Have you ever seen Robin Williams doing his shtick? The stream of consciousness, everything's a gotdamn joke thing that he does? That's this bitch. I have yet to have a real conversation with her. I'm technically her fucking boss too, and she's just blathering and making light of shit constantly. It's oft-putting and weird. I'd like her to work on projects and I literally just avoid her and go to her highly professional (and more qualified than her) staff. Fucking freak. Other people are starting to notice and making sly mention of her being spazzy. I can't remark on it to them, but it gives me some comfort that it's not just me that notices.

The issue is, I care and I don't care. I think they are grooming my boss for a job in city administration and when his position comes open, I as his deputy, will get leapfrogged. That's the part I care about. Getting skipped over for a promotion and having it handed to a subordinate is embarrassing. I don't wanna be a clown for anybody. The part I don't care about is the job, as I've stated. I wanna go soooo badly, and I'm getting no love out there. I'm going to a career coach next week, so I'm finally soliciting external help to get me the fuck out of here.

I got so many irons on the fire, my name should be Smith. I wish one of them would pay off soon.

Peace,
KZ

Friday, June 04, 2010

Somewhere along the way...

Somebody made the decision that there were important things to know. I don't know how these important things to know were determined: by a single person, by a tribunal, by happenstance. I can't call it, but there was a subset (or superset) of facts and information or even abstract understanding that was picked out of all things that are knowable and called "vital". The esoteric nature of the emergence of this group of datum is still a mystery to me, perhaps someone's put the origins in a book that I haven't read, which is entirely possible.
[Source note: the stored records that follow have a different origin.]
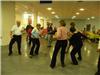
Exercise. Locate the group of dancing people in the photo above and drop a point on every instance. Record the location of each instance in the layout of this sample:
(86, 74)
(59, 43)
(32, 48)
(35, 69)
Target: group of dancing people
(61, 34)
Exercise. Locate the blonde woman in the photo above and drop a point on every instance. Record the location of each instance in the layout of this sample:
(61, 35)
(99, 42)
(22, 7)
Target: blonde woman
(60, 43)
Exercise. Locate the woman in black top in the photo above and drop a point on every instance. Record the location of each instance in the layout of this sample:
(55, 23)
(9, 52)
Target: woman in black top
(77, 43)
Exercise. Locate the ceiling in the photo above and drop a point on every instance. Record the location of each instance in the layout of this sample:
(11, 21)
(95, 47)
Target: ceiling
(64, 9)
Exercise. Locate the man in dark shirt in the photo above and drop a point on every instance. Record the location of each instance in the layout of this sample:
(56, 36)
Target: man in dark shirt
(28, 30)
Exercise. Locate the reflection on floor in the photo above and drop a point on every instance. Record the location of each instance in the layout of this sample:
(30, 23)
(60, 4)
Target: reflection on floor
(39, 65)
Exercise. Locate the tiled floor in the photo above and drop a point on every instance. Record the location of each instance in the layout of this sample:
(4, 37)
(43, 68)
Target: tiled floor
(39, 65)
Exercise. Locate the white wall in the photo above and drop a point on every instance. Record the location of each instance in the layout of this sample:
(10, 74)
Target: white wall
(80, 24)
(8, 20)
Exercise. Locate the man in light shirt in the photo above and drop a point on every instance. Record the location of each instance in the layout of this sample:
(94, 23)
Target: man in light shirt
(98, 50)
(15, 34)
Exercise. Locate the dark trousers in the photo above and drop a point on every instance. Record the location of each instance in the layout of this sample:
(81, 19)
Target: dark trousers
(36, 43)
(29, 40)
(76, 49)
(16, 38)
(59, 44)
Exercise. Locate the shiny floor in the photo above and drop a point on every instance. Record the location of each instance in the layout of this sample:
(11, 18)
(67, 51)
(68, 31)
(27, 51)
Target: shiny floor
(39, 65)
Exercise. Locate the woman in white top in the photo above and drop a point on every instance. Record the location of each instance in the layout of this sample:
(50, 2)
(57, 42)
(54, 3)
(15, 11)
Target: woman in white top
(16, 33)
(98, 50)
(60, 43)
(35, 40)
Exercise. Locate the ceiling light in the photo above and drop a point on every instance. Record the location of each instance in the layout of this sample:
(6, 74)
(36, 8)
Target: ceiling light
(73, 17)
(88, 18)
(77, 13)
(49, 8)
(92, 17)
(82, 9)
(53, 12)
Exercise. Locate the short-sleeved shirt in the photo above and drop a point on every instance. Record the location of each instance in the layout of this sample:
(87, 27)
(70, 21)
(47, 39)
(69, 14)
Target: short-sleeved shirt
(17, 30)
(62, 33)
One thing is certain: if you were/are in relative possession of a mastery of this set of information, you are deemed intelligent. I know a lot of people who are deemed intelligent by the people that deem other people intelligent, themselves deemed by others as intelligent. This declaration comes in the form of citations, diplomas, degrees, advanced degrees, etc. The people I know who are deemed intelligent go on to identify other people of worthy education intelligent. The cycle continues....

My basic understanding, though, is that the information that is used to deem one intelligent is a circumstance of culture, societal norms, and an collective acknowledgment that a person has a sufficient knowledge of the generally acknowledged subset (or superset) of information available. I hear the words intellectual, savant, genius and shit like that bandied about in certain circles, words that are used to imply that the speaker has the gravitas to bestow such designation upon others, giving both the designator and the designated props. If I call Walter Mosley or Spike Lee a genius, I'm taking a little for myself for being able to recognize genius therefore inviting myself to that little party.
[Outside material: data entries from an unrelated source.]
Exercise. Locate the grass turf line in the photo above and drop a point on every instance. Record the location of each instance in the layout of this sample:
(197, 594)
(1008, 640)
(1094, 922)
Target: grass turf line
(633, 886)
I'm saying all that to say this: I don't fucking know anymore. I don't like being a part of this game. If someone says or writes something and I recognize the reference or find a deeper meaning in it, then who the fuck am I to say that they're intelligent? Maybe they're writing down to me. Who knows. What I do know is that the dominant culture makes those rules, period. They dismiss ghetto dwellers and trailer park residents as being "ignorant", but people are playing by entirely different sets of rules than the "mainstream". Is it intelligent if a person from a different cultural understanding to try to go reason with a hostile person if from the "hood" person's observation of similar circumstances and symbolic identifiers tell him the only way to deal with that person is through violent measures? Viewing every situation through one cultural prism distorts the true nature of intelligence. When I say I've seen what I've thought to be true geniuses in the "hood", I'm not trying to be condescending or take any credit for myself for that recognition. People do what I could never do and what I'd never think to do. I'm in awe of it and I refuse to let cultural bias color that.

Intelligence is everywhere. It is nuanced and not concrete.